Снимая в Абиджане «Человеческую пирамиду» (1959), Руш создал искусственный коллектив из черных и белых и заставил антагонистов играть группу друзей. Результаты съемки оказались поразительными: француженка Надин, расистски настроенная по отношению к неграм, после съемки стала другом африканцев и сами снимаемые вступили на путь дружбы.

Фильм Руша и Эдгара Морена «Хроника одного лета» (1960), положивший начало «киноправде», родился из интервью, которые брали авторы фильма у случайных прохожих на улицах Парижа. Останавливая их, Руш и Морен задавали им два вопроса: «Как вы живете?», «Вы счастливы?» Вопросы, заставляющие прохожих отвечать на них, обдумывать их, общение с интервьюерами рождали у них постепенно размышления о своей жизни, о своем отношении к множеству проблем. Фильм в какой–то мере повлиял на них, что–то поднял из глубины души, что–то заставил их переоценить.

«В этом виде кино, – говорит Руш, – где не участвуют профессиональные актеры, существуют отношения, изменяющие индивидуумов. То же происходило с героями фильмов «Похитители велосипедов» и «Белая грива».[13]

Фильм Витторио Де Сика «Похитители велосипедов» считается классикой неореализма; многие отмечали сходство неореалистических фильмов с фильмами «Группы тридцати» и «киноправды», влияние итальянских картин на картины французские.

И влияние, и сходство есть.
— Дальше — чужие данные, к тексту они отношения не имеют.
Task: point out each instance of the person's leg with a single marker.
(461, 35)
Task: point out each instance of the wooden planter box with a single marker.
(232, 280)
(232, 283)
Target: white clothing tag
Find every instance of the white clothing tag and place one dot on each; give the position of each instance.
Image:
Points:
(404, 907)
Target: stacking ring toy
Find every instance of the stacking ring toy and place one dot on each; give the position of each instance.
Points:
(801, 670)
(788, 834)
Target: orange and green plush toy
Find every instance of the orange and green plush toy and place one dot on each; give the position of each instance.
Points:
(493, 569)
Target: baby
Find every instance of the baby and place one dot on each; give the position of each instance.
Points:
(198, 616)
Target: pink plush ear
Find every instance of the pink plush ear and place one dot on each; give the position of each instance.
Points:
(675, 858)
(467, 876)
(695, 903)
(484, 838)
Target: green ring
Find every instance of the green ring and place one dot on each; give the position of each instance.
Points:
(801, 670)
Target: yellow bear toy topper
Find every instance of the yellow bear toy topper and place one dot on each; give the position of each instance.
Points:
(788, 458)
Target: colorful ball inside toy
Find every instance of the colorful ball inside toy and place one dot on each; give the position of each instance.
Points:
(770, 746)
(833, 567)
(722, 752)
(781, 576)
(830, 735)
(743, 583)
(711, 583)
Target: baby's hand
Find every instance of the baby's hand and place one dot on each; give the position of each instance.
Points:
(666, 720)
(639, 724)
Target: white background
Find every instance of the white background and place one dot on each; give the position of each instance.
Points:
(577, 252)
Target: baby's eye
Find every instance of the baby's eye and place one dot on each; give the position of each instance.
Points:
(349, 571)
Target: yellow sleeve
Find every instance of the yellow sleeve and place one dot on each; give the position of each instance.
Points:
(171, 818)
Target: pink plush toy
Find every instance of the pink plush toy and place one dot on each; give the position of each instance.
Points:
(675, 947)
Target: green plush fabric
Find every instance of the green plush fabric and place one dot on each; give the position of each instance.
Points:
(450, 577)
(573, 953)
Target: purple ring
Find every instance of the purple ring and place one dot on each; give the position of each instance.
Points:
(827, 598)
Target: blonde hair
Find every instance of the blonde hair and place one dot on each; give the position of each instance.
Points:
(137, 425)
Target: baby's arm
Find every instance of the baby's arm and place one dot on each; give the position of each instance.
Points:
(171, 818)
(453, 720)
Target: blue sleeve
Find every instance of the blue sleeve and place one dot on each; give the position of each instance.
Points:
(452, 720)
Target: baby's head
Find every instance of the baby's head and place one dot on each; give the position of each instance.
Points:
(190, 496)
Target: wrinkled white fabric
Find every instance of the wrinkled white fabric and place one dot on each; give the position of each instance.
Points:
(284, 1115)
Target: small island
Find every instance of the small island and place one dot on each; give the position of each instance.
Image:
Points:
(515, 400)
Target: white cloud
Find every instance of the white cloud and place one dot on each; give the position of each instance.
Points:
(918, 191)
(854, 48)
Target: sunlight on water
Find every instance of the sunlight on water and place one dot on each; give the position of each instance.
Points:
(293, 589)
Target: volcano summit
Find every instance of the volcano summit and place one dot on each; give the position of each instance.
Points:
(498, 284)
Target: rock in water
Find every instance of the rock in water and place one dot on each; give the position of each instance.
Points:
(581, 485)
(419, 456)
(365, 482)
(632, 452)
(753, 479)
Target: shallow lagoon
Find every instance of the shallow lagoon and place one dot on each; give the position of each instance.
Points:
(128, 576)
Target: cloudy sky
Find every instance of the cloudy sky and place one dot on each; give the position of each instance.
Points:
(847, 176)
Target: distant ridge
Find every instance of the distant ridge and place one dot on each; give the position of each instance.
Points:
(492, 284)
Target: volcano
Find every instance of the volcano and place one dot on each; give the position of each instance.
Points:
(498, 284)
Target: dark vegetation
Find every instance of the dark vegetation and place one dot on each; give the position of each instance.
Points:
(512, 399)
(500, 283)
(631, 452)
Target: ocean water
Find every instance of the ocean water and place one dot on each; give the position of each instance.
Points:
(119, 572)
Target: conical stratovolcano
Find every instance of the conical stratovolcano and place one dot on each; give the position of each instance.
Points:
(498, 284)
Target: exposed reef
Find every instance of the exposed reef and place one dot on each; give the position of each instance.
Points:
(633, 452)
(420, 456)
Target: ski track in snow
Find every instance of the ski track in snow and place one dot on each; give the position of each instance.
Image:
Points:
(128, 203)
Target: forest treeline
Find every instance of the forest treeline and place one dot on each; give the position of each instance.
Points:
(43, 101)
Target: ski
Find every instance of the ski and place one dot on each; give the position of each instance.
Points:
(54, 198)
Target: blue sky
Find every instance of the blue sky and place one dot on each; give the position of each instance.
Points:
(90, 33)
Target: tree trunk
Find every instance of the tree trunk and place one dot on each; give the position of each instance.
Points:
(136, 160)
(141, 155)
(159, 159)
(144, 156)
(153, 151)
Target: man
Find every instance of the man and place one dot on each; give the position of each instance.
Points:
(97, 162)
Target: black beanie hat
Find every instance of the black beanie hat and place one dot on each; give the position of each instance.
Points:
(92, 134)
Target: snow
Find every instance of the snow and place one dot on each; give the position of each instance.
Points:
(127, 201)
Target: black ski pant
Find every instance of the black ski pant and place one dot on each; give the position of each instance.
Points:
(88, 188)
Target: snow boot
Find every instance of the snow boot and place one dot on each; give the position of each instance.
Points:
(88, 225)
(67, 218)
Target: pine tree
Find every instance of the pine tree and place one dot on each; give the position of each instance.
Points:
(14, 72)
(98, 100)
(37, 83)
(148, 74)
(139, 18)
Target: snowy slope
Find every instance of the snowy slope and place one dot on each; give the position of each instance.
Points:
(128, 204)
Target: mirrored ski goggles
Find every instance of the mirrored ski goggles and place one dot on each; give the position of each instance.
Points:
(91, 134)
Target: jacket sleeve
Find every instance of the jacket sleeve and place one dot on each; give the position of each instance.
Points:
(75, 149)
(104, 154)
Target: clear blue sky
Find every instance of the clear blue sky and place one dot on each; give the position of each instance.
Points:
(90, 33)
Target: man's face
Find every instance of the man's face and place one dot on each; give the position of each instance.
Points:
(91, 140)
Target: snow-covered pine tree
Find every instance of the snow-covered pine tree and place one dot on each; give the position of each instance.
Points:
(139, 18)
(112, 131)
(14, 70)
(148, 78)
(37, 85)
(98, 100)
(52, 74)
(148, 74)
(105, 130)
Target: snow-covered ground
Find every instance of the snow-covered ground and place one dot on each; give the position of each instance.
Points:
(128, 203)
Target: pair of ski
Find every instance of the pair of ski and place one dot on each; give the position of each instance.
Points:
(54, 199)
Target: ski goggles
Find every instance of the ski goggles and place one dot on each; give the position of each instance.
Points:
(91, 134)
Оно и в стремлении не создавать оригинальную историю, а показывать реальную, повседневную жизнь, обычных рядовых людей; и в желании этих же людей снимать, делать их истинными героями; и в съемке вне павильона – непосредственно там, где происходило или могло произойти действие.

Так снимались «Похитители велосипедов». Так безработного Риччи сыграл рабочий римского завода «Бреда» Ламберто Маджорани, а его сына Бруно – приносивший Де Сика овощи от зеленщика Энцо Стайоло.

Конечно, тот эффект, который наблюдал Руш на съемках своих фильмов, присутствовал, очевидно, и на съемках фильмов неореалистических – когда в процессе съемок, в процессе рождения фильма играющие самих себя люди начинали осмыслять, анализировать, обобщать опыт своей жизни, ее противоречия.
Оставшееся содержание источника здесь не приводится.